“What’s your book, my dear?” asked the Irishman.
“‘The Manoeuvres of Arthur,’ father. By Jeremy Garnet.”
I would not have believed without the evidence of my ears that my name could possibly have sounded so musical.
“Molly McEachern gave it to me when I left the Abbey. She keeps a shelf of books for her guests when they are going away. Books that she considers rubbish, and doesn’t want, you know.”
I hated Miss McEachern without further evidence.
“And what do you think of it?”
“I like it,” said the girl decidedly. The carriage swam before my eyes. “I think it is very clever.”
What did it matter after that that the ass in charge of the Waterloo bookstall had never heard of “The Manoeuvres of Arthur,” and that my publishers, whenever I slunk in to ask how it was selling, looked at me with a sort of grave, paternal pity and said that it had not really “begun to move?” Anybody can write one of those rotten popular novels which appeal to the unthinking public, but it takes a man of intellect and refinement and taste and all that sort of thing to turn out something that will be approved of by a girl like this.

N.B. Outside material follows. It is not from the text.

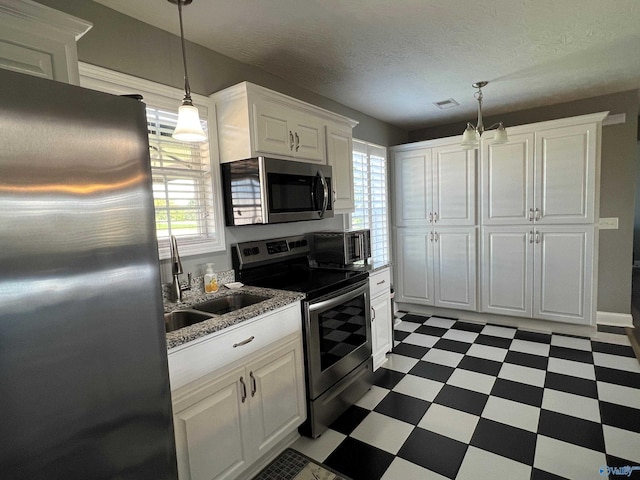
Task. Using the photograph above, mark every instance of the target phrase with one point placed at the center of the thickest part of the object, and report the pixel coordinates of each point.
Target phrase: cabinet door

“I wonder who Jeremy Garnet is,” she said. “I’ve never heard of him before. I imagine him rather an old young man, probably with an eyeglass, and conceited. And I should think he didn’t know many girls. At least if he thinks Pamela an ordinary sort of girl. She’s a cr-r-eature,” said Phyllis emphatically.
This was a blow to me. I had always looked on Pamela as a well-drawn character, and a very attractive, kittenish little thing at that. That scene between her and the curate in the conservatory … And when she talks to Arthur at the meet of the Blankshires … I was sorry she did not like Pamela. Somehow it lowered Pamela in my estimation.